Natooz / MidiTok

MIDI / symbolic music tokenizers for Deep Learning models 🎶
https://miditok.readthedocs.io/
MIT License
698 stars 84 forks source link

Using pitch bend in Octuple tokenizer #196

Closed Neptune-S-777 closed 2 months ago

Neptune-S-777 commented 2 months ago

Hi, thank you for your amazing work! I was wondering if there is a way to add the pitch bend attribute to the octuple tokenizer. Is it necessary to create a new tokenizer for this, or is there an existing variable for it?

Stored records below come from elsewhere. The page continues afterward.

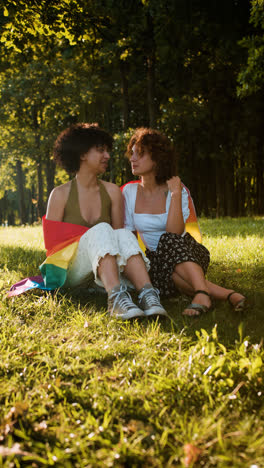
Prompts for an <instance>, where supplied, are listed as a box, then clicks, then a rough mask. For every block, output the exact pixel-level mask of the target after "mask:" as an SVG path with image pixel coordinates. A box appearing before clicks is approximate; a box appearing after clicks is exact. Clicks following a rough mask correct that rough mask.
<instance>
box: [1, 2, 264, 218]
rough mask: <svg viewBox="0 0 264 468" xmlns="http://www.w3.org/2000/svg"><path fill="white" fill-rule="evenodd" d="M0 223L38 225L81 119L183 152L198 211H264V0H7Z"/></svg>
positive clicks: (117, 173) (245, 212)
mask: <svg viewBox="0 0 264 468" xmlns="http://www.w3.org/2000/svg"><path fill="white" fill-rule="evenodd" d="M0 26H1V36H0V39H1V49H0V57H1V62H0V96H1V97H0V99H1V106H0V129H1V137H0V167H1V171H0V223H1V224H3V223H5V222H6V221H8V223H9V224H14V223H17V222H21V223H26V222H29V223H32V222H34V221H36V220H38V219H39V218H40V217H41V216H42V215H43V213H44V212H45V209H46V202H47V196H48V194H49V192H50V191H51V189H52V188H53V186H54V184H58V183H60V182H63V181H65V180H66V179H67V177H68V176H67V175H66V174H65V173H64V171H62V170H58V169H55V167H54V163H53V160H52V145H53V142H54V140H55V138H56V136H57V135H58V133H59V132H60V131H61V130H62V129H63V128H65V127H66V126H67V125H69V124H70V123H73V122H78V121H88V122H98V123H99V124H100V125H101V126H103V127H104V128H106V129H107V130H108V131H109V132H111V134H113V135H114V137H115V147H114V150H113V158H112V160H111V164H110V168H109V171H108V173H107V175H106V176H107V177H108V179H109V180H112V181H115V182H116V183H118V184H122V183H124V182H126V181H127V180H129V179H130V178H131V173H130V169H129V165H128V163H127V160H126V158H125V156H124V153H125V147H126V142H127V140H128V138H129V135H130V133H131V129H133V128H135V127H138V126H152V127H156V128H159V129H160V130H162V131H164V132H166V133H167V135H168V136H169V137H170V138H171V139H172V140H173V141H174V143H175V145H176V147H177V148H178V155H179V159H178V166H179V171H180V174H181V177H182V179H183V181H184V183H185V184H186V185H187V186H188V187H189V188H190V190H191V192H192V194H193V197H194V199H195V203H196V207H197V211H198V214H205V215H206V216H225V215H229V216H237V215H239V216H243V215H250V214H263V212H264V205H263V199H264V178H263V177H264V176H263V173H264V157H263V153H264V132H263V114H264V100H263V94H264V93H263V91H264V32H263V30H264V3H263V1H262V0H253V1H251V2H250V1H249V0H223V1H222V2H218V1H216V0H166V1H165V0H45V1H43V2H38V1H36V0H28V1H25V0H17V1H11V0H6V1H5V2H4V5H2V6H1V8H0Z"/></svg>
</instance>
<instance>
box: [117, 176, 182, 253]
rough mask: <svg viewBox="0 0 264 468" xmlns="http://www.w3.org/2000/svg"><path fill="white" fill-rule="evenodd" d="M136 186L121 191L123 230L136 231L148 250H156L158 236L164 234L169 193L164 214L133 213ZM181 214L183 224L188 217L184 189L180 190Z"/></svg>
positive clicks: (168, 197)
mask: <svg viewBox="0 0 264 468" xmlns="http://www.w3.org/2000/svg"><path fill="white" fill-rule="evenodd" d="M138 185H139V184H137V183H135V184H128V185H126V186H125V187H124V189H123V195H124V198H125V228H126V229H129V230H130V231H137V232H138V233H139V234H140V237H141V239H142V241H143V242H144V244H145V246H146V247H147V248H148V249H149V250H156V249H157V246H158V243H159V239H160V236H161V235H162V234H164V233H165V232H166V224H167V218H168V213H169V208H170V202H171V192H170V191H169V192H168V195H167V199H166V213H160V214H147V213H135V205H136V198H137V189H138ZM182 214H183V220H184V223H185V222H186V220H187V219H188V217H189V214H190V210H189V203H188V192H187V190H186V189H185V188H184V187H183V188H182Z"/></svg>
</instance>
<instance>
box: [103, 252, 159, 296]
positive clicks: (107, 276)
mask: <svg viewBox="0 0 264 468" xmlns="http://www.w3.org/2000/svg"><path fill="white" fill-rule="evenodd" d="M97 272H98V276H99V278H100V279H101V281H102V282H103V285H104V287H105V289H106V291H107V292H108V291H110V290H111V289H113V288H114V287H115V286H118V285H119V284H120V280H119V275H118V267H117V263H116V258H115V257H113V256H111V255H109V254H107V255H105V257H103V258H101V260H100V263H99V266H98V269H97ZM124 273H125V276H126V277H127V278H128V279H129V281H131V283H132V284H133V285H134V286H135V288H136V289H137V290H138V291H139V290H140V289H141V288H143V286H145V284H147V283H151V280H150V277H149V274H148V272H147V270H146V266H145V262H144V260H143V258H142V256H141V255H140V254H138V255H132V256H131V257H130V258H129V259H128V261H127V264H126V266H125V268H124Z"/></svg>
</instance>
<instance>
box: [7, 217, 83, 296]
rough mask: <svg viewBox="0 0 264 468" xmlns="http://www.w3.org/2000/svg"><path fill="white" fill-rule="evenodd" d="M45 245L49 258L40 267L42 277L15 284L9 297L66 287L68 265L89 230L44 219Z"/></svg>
mask: <svg viewBox="0 0 264 468" xmlns="http://www.w3.org/2000/svg"><path fill="white" fill-rule="evenodd" d="M42 225H43V236H44V244H45V248H46V250H47V252H46V254H47V258H46V260H45V261H44V262H43V263H42V264H41V265H40V267H39V269H40V272H41V275H40V276H33V277H30V278H25V279H24V280H22V281H19V282H18V283H16V284H14V285H13V286H12V287H11V289H10V291H9V292H8V294H7V296H8V297H13V296H18V295H19V294H22V293H24V292H25V291H28V290H30V289H34V288H40V289H44V290H47V291H51V290H53V289H56V288H60V287H61V286H63V285H64V283H65V280H66V276H67V268H68V265H69V263H70V261H71V259H72V257H73V255H74V254H75V252H76V250H77V248H78V244H79V240H80V238H81V236H82V235H83V234H84V233H85V232H86V231H87V230H88V229H89V228H87V227H85V226H79V225H77V224H71V223H64V222H60V221H50V220H48V219H46V216H43V218H42Z"/></svg>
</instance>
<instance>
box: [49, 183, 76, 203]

Natooz commented 2 months ago

Hi, unfortunately I don’t think that pitch bends can be integrated in Octuple. Octuple works by having one token per note. While we can embed tempo and time signatures into the mix as they are « global » features, pitch bends aren’t and would break the « continuity ». Maybe they could be integrated into MuMIDI. I actually recommend to use oser tokenizers (REMI, TSD, MIDILike) to get all the additional tokens that you want + training the tokenizer with BPE/Unigram to get the best results

Neptune-S-777 commented 2 months ago

Cool, thanks for your recommendation! I think the best option for me is to encode with REMI and organize the attributes in the octuple token format.